Step 9: Interpretation
Based on the data, there is significant evidence to conclude that the observed wing color distribution does not follow the expected Mendelian ratio.
Key Points
- Purpose: The Chi-Square Test for Goodness of Fit is used to determine whether the observed frequency distribution of categorical data fits a hypothesized theoretical distribution.
- Type of Data: It is applicable when you have one categorical variable with multiple categories and you want to test if the observed frequencies differ significantly from expected frequencies.
- Null Hypothesis (H0): The observed frequencies follow the expected theoretical distribution.
- Alternative Hypothesis (Ha): The observed frequencies do not follow the expected theoretical distribution.
- Expected Frequencies: Expected frequencies are calculated based on the null hypothesis, assuming a specific distribution or proportions for each category.
- Calculate the squared difference between observed and expected frequencies for each category.
- Divide the squared differences by the expected frequencies.
- Sum up the values to obtain the Chi-Square test statistic (χ²).

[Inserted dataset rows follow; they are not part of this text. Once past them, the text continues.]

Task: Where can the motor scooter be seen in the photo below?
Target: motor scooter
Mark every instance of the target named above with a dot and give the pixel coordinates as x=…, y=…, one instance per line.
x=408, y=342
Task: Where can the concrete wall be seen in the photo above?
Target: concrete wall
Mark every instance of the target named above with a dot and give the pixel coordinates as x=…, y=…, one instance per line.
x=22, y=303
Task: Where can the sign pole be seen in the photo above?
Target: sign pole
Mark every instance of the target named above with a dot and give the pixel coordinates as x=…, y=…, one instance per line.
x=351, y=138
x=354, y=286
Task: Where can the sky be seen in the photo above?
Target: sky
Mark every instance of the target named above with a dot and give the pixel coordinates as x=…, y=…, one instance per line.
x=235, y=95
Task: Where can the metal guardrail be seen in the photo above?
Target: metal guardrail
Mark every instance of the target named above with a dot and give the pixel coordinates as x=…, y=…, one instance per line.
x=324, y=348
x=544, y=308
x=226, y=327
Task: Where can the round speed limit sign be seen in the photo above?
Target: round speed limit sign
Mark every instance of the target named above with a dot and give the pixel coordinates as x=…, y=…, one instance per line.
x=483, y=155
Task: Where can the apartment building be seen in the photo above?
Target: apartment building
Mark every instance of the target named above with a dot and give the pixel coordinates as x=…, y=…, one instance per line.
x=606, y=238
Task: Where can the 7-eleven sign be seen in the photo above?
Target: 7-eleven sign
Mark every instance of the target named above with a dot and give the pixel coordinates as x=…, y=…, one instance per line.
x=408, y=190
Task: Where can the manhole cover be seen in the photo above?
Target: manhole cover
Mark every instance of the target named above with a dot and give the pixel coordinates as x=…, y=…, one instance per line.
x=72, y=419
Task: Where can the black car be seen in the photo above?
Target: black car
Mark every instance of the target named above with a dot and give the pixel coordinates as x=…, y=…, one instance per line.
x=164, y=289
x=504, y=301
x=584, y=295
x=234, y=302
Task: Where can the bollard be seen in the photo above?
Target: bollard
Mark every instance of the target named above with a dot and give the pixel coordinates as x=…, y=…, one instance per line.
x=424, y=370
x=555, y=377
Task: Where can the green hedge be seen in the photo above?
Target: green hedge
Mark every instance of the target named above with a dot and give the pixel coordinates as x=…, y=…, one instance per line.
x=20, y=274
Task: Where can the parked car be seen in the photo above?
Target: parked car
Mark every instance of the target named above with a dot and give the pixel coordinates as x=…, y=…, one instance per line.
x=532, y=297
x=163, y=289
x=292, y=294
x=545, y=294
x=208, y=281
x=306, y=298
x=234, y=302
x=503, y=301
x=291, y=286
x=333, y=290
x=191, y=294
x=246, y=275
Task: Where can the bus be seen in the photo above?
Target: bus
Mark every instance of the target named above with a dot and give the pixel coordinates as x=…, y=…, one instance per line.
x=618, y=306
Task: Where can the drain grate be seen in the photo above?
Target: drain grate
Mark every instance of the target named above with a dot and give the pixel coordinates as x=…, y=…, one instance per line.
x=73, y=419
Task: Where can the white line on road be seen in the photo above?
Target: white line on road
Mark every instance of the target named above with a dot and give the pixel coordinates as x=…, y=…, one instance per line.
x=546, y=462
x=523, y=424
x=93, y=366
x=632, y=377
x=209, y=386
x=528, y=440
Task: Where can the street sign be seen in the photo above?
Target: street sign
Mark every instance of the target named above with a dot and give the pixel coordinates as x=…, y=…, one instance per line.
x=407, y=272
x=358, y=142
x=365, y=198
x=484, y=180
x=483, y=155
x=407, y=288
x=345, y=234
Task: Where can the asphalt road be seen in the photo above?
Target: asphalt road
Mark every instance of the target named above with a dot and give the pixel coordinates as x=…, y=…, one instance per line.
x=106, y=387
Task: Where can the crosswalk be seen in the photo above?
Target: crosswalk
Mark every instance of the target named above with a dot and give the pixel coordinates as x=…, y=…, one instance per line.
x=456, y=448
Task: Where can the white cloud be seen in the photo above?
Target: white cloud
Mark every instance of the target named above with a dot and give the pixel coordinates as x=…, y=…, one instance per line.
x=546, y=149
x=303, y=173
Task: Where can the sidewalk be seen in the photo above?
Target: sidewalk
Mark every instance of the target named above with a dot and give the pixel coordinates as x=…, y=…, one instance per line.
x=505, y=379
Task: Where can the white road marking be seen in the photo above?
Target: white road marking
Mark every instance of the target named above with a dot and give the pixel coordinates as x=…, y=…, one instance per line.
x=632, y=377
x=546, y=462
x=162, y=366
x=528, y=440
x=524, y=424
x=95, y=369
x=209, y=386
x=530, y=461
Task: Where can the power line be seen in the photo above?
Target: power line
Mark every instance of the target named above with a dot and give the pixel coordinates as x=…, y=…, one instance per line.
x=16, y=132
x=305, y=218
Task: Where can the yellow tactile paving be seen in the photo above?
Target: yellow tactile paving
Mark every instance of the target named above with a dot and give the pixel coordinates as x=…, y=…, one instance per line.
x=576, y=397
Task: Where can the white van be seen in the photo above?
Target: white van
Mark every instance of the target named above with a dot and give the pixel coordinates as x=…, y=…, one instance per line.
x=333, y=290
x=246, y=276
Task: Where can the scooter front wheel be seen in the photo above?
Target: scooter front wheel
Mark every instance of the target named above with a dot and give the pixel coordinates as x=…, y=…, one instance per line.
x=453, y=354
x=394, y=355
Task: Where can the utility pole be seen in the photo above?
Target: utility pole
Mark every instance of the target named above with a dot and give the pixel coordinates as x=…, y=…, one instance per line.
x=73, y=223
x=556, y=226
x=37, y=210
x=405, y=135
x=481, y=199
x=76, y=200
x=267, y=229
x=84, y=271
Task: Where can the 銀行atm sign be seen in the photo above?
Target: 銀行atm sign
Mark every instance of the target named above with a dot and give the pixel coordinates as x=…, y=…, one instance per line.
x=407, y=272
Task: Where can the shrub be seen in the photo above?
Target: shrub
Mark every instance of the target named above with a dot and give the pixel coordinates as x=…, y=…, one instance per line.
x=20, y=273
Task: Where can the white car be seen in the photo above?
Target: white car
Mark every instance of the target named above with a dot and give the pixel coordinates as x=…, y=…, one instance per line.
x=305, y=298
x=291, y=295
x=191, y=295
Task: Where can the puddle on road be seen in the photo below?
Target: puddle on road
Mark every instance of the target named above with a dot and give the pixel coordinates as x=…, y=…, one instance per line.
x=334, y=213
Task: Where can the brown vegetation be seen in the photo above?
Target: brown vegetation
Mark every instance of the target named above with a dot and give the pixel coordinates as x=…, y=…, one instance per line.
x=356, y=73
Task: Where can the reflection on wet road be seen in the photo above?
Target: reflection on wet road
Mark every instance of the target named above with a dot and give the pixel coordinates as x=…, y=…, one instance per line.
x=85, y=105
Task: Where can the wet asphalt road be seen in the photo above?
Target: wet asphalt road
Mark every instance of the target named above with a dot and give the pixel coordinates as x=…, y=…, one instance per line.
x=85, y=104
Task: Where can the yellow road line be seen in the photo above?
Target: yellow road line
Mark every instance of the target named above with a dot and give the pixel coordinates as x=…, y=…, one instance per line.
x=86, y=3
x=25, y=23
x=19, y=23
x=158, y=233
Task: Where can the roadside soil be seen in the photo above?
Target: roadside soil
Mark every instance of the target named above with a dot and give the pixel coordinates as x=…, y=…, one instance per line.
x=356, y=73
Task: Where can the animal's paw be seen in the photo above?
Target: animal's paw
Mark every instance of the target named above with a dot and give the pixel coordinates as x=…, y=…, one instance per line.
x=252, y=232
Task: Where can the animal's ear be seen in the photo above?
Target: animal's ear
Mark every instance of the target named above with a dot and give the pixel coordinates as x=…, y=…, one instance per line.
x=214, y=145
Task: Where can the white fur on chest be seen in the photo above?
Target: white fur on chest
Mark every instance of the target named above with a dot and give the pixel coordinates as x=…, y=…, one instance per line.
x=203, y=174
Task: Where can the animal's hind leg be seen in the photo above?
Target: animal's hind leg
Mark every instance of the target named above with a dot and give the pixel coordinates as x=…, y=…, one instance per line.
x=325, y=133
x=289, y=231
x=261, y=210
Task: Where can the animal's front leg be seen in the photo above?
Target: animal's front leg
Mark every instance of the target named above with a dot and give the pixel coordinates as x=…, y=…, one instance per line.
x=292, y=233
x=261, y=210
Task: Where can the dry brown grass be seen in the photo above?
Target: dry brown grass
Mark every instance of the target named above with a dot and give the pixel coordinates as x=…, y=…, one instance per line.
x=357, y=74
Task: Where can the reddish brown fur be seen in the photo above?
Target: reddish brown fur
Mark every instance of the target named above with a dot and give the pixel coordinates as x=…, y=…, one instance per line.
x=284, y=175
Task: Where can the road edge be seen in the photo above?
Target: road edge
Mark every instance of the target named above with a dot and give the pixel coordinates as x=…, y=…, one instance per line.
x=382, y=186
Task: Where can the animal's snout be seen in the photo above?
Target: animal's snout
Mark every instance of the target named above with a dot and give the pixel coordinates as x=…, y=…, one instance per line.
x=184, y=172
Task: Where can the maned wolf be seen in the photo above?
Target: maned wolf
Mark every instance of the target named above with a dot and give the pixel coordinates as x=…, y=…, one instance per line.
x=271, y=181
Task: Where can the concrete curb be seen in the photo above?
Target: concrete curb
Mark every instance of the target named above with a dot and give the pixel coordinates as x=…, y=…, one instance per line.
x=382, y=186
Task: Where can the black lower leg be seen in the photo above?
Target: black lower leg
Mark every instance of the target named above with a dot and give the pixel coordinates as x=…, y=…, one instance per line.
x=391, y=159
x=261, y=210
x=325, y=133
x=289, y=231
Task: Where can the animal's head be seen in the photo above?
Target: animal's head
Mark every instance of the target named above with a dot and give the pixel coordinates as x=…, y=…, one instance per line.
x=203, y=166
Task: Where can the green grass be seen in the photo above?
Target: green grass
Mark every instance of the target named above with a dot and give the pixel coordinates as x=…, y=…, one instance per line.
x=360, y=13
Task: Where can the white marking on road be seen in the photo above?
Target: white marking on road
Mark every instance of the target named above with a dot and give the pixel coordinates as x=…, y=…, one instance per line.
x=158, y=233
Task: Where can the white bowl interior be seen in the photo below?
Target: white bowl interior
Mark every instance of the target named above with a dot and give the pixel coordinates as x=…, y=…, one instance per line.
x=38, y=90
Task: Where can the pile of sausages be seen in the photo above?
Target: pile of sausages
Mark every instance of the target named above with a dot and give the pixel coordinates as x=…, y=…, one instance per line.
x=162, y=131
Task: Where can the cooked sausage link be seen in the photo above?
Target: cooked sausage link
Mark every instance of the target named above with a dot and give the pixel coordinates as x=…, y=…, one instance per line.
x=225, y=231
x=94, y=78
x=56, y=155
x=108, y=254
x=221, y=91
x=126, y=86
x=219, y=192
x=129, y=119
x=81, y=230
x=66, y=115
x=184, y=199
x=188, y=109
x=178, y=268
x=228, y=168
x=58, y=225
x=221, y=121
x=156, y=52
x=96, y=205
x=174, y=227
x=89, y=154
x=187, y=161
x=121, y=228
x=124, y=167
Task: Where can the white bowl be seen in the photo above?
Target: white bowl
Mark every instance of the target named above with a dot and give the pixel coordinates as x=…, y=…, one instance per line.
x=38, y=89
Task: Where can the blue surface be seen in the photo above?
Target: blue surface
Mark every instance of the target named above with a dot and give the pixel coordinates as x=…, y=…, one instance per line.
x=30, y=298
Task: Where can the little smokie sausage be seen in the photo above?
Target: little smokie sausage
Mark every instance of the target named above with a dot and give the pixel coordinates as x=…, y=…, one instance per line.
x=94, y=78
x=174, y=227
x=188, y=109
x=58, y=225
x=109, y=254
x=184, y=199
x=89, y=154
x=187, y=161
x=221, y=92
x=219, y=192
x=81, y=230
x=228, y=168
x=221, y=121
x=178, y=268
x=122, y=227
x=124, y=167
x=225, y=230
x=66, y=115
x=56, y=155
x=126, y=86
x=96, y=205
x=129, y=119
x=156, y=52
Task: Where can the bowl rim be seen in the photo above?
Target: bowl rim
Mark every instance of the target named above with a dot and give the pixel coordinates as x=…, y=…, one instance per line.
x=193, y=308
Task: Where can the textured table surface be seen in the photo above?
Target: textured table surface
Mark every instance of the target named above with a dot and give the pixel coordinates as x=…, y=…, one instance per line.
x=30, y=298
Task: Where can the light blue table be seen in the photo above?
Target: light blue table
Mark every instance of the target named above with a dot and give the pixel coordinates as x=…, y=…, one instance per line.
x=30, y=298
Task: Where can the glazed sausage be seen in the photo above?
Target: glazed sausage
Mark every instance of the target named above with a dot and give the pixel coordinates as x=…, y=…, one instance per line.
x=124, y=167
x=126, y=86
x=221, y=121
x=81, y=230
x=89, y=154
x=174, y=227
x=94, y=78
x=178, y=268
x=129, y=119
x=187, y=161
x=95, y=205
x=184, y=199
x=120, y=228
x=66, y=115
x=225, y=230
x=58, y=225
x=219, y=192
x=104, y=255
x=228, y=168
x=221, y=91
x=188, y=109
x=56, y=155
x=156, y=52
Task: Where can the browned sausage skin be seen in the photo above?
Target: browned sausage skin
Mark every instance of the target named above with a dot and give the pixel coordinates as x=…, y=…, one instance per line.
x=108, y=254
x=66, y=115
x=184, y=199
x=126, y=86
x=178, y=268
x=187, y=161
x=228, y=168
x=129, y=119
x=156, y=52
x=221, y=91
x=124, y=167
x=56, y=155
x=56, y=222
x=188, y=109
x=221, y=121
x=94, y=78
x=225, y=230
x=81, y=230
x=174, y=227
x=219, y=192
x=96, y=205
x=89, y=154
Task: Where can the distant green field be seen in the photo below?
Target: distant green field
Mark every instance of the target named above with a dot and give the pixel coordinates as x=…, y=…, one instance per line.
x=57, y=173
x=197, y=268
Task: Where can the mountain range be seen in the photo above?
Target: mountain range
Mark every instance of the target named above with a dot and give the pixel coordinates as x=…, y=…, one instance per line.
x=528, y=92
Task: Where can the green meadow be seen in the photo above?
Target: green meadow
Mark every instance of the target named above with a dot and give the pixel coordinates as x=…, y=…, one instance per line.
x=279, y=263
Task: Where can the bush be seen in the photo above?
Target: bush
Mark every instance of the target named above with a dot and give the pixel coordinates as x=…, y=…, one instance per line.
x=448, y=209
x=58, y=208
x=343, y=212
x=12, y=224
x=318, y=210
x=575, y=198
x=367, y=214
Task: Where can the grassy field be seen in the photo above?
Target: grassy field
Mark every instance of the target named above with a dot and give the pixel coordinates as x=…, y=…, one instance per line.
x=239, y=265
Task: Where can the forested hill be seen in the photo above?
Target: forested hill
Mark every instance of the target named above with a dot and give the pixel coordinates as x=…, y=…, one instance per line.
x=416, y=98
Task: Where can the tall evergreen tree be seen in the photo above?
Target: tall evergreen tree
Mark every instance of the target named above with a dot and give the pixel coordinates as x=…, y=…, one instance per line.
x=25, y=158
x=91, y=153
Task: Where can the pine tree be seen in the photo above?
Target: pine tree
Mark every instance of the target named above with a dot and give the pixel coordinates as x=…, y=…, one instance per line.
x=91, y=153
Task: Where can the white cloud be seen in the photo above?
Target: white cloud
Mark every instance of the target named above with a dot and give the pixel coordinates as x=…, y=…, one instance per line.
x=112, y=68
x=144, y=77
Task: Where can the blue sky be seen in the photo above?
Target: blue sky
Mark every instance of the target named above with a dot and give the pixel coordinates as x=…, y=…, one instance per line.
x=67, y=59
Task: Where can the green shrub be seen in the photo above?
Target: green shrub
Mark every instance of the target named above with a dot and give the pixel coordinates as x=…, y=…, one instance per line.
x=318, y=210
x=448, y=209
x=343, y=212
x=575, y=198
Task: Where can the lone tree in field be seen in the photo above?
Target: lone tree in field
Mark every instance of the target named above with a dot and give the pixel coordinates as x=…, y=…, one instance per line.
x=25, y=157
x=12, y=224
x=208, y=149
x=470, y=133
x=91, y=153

- Degrees of Freedom: The degrees of freedom (df) for the Chi-Square Test for Goodness of Fit are calculated as the number of categories (k) minus one (df = k – 1).
- Compare the calculated Chi-Square test statistic to the critical value from the Chi-Square distribution table with (k – 1) degrees of freedom.
- Alternatively, calculate the p-value associated with the Chi-Square test statistic using a Chi-Square distribution calculator.
- Decision Rule:
- If Chi-Square test statistic > Critical value or p-value < chosen significance level (α), reject the null hypothesis.
- If Chi-Square test statistic ≤ Critical value or p-value ≥ chosen significance level (α), fail to reject the null hypothesis.
- If the null hypothesis is rejected, you conclude that there is a significant difference between observed and expected frequencies, indicating that the observed distribution doesn't fit the expected distribution.
- The data should be categorical and randomly sampled.
- Expected frequencies in each category should be at least 5 to ensure the validity of the Chi-Square distribution approximation.
- Applications: The test is used in various fields such as genetics, social sciences, market research, and quality control to assess whether observed data follows expected distributions.
- Effect Size: While the Chi-Square test indicates if there is a significant difference, it doesn't quantify the strength of the association or the size of the effect.
- Post-hoc Tests: If you reject the null hypothesis, follow-up tests might be needed to determine which specific categories deviate significantly from the expected distribution.
- Multinomial Test: The Chi-Square Test for Goodness of Fit is a type of multinomial test, which is used to compare observed and expected frequencies in multiple categories.
- Critical Chi-Square Value Tables: Critical values for different significance levels and degrees of freedom can be found in Chi-Square distribution tables or calculated using statistical software.